米USTR、日系自動車部品工場での労働権侵害の疑いでメキシコ政府に確認要請
(米国、日本、メキシコ)
ニューヨーク発
2023年12月18日
米国通商代表部(USTR)は12月14日、メキシコのコアウイラ州ピエドラスネグラスに所在するフジクラ・オートモーティブ・メキシコの工場で労働権侵害の疑いがあったとして、米国・メキシコ・カナダ協定(USMCA)が定める「事業所特定の迅速な労働問題対応メカニズム(RRM)」に基づき、メキシコ政府に事実確認を要請したと発表した。
RRMは、事業所単位で労働権侵害の有無を判定する手続きで、違反が認められれば、USMCAによる特恵措置の停止といった罰則が適用される。RRMの手続きは、USMCA加盟国政府が独自に発動できるが、労働組合などの第三者機関が加盟国政府に労働権侵害を申し立てることも可能だ。
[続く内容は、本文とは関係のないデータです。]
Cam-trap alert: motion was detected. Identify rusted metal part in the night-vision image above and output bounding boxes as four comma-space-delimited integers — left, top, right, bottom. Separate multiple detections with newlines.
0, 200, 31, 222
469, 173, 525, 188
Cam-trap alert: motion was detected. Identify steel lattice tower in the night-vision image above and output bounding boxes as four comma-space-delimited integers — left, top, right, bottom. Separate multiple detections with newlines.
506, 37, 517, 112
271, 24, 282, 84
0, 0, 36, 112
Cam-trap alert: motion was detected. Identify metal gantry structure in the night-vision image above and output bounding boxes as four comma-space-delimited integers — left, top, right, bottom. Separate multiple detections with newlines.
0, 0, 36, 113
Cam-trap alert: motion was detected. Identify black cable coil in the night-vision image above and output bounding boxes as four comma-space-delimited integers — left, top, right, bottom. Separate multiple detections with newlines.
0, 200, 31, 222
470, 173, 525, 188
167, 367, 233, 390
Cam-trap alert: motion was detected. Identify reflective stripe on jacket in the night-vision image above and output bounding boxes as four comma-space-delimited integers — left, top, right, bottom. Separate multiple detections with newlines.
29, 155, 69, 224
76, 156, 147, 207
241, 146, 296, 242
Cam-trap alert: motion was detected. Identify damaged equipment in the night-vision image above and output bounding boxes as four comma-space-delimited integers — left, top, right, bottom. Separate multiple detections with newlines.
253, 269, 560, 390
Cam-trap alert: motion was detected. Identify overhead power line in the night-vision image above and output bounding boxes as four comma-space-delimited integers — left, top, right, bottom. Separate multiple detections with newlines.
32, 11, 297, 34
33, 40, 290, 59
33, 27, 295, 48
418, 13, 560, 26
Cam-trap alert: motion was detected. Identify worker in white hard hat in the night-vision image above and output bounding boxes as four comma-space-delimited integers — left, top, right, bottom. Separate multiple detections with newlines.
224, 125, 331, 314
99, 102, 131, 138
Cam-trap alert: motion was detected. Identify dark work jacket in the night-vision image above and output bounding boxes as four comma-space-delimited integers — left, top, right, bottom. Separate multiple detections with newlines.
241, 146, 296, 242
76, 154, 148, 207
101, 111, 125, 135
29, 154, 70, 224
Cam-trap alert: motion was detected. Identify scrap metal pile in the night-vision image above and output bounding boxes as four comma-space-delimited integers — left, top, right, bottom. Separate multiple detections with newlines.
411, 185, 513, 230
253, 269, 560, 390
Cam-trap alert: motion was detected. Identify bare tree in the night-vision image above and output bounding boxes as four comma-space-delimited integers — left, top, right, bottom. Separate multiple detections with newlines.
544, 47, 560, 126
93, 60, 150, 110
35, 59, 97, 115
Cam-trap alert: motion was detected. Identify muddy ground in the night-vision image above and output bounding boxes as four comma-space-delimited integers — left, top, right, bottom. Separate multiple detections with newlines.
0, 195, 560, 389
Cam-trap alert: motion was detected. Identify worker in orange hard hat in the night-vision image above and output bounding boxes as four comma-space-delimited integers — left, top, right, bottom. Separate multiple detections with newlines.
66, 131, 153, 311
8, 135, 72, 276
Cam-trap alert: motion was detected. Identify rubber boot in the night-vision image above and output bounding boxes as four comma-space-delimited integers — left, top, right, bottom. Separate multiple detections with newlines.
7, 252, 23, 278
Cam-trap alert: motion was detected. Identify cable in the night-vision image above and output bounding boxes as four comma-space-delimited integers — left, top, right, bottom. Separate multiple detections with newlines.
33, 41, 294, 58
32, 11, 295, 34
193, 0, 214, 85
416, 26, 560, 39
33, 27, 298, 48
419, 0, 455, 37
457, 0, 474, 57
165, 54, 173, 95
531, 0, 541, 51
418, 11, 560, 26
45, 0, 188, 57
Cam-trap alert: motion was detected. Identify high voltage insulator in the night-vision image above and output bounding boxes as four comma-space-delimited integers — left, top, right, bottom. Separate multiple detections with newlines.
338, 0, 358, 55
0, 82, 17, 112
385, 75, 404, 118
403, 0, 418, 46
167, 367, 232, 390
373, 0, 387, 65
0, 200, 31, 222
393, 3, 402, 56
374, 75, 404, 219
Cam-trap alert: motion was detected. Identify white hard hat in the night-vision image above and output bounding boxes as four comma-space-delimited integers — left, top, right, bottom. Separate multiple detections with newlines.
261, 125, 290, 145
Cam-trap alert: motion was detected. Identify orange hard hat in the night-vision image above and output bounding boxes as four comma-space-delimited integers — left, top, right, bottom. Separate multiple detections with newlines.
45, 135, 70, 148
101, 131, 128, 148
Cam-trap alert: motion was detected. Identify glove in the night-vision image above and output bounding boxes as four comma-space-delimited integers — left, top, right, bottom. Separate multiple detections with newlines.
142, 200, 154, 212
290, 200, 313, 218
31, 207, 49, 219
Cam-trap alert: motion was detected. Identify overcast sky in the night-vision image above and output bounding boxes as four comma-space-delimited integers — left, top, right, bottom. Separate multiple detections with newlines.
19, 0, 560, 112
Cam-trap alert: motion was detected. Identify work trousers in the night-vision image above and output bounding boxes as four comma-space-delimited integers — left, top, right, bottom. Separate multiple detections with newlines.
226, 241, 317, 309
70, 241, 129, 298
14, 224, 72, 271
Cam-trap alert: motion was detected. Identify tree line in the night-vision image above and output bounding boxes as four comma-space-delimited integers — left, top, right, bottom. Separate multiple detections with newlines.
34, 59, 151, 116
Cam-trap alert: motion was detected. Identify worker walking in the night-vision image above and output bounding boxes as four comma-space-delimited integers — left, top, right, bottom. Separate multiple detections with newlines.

今回は、メキシコの労働組合である労働者国境委員会(Comite Fronterizo de Obreros)が申し立てた。フジクラ・オートモーティブ・メキシコが、労働者の採用にあたり、応募者が以前に勤務していたマニュファクチュラスVUで組合活動をしていた場合、採用を拒否している、とする内容になっている。自動車用内装部品メーカーのマニュファクチュラスVUは、フジクラ・オートモーティブ・メキシコと同じくコアウイラ州に工場を有していた。だが、VUの工場で労働権侵害の疑いがあったとして1月にRRMに基づき調査を受け(米USTR、ブラック ジャック)、3月には改善策が合意されたものの(米国とメキシコ、オンライン)、その後、工場が閉鎖されていた。工場閉鎖を受け、キャサリン・タイUSTR代表は「VUの元従業員の権利が尊重され、未払いの賃金が支払われ、VUまたはそれを引き継ぐ企業がUSMCA違反を行わないよう、引き続き監視を続けていく」と述べていた(関連ブラック ジャック 必勝 法)。
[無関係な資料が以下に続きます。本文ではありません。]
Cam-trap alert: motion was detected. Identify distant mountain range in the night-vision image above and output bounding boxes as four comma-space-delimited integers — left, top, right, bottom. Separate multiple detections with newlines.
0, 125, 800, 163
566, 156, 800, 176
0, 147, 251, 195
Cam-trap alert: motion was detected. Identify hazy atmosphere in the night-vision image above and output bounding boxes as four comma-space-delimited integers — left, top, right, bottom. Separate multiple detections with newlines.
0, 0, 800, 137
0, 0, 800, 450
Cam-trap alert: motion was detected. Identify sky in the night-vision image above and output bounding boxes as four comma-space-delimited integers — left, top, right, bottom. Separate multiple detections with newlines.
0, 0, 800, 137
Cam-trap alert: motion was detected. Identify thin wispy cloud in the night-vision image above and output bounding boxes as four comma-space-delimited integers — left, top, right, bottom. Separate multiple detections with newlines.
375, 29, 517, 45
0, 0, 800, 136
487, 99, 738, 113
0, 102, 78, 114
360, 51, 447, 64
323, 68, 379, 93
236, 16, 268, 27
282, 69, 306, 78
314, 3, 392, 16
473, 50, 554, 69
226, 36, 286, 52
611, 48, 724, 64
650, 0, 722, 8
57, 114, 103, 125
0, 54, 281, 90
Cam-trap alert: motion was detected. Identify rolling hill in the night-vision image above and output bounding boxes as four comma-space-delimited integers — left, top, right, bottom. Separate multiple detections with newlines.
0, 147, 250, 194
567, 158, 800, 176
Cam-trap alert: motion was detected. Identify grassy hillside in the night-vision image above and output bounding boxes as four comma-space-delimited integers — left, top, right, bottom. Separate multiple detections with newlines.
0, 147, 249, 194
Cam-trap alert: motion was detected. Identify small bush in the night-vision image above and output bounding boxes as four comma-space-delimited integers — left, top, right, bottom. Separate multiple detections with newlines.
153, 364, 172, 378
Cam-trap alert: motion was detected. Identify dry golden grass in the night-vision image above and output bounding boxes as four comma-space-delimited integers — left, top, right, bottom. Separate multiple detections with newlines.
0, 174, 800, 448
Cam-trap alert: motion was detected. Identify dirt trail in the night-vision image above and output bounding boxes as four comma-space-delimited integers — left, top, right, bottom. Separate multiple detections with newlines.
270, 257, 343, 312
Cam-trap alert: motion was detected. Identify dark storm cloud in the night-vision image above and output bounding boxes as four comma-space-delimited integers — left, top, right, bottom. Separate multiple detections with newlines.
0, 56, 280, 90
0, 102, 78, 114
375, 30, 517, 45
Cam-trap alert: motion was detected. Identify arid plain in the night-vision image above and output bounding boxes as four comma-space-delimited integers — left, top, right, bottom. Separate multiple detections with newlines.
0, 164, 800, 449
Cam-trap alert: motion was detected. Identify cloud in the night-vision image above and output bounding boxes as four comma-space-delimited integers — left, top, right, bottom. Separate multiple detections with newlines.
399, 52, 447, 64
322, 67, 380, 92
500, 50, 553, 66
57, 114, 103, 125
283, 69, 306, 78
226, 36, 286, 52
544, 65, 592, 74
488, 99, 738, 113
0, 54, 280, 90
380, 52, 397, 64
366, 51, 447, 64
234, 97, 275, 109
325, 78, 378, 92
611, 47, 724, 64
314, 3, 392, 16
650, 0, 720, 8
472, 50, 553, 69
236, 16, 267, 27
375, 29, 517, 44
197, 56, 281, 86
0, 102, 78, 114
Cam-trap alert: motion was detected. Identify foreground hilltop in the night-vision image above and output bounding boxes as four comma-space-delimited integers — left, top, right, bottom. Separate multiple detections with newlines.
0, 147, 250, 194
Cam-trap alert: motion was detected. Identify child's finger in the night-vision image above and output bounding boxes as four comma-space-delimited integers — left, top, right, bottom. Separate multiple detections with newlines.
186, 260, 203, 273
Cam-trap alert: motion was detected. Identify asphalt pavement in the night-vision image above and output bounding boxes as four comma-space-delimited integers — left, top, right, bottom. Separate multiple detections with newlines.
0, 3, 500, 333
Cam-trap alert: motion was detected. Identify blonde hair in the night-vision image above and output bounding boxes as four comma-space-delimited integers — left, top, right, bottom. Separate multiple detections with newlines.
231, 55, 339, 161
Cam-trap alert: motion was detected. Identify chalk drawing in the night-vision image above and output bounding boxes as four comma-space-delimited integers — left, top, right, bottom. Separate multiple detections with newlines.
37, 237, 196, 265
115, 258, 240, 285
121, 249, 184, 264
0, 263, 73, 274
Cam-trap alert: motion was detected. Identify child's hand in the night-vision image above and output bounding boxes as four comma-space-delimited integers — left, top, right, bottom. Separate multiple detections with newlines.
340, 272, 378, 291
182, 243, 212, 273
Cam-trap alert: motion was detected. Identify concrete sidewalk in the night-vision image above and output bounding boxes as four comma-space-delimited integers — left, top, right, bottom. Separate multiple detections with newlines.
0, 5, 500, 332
事実確認の要請を受けたメキシコ政府はUSMCAに基づき、調査を行うか否かを10日以内に返答しなければならず、調査を行う場合には45日以内に完了する必要がある。また、今回のUSTRによる確認要請をもって、米国は当該工場からの製品輸入について、両国間で労働権侵害の解消に合意するまで、最終的な税関での精算を留保できる。実際、タイUSTR代表は財務長官に対し、当該工場からの製品輸入にこの措置を適用するよう指示した。
米国は特に2023年に入ってからRRM手続きを多数発動しており、今回で13件目、また、USMCA発効からは合計で18件目の発動となる(添付資料参照)。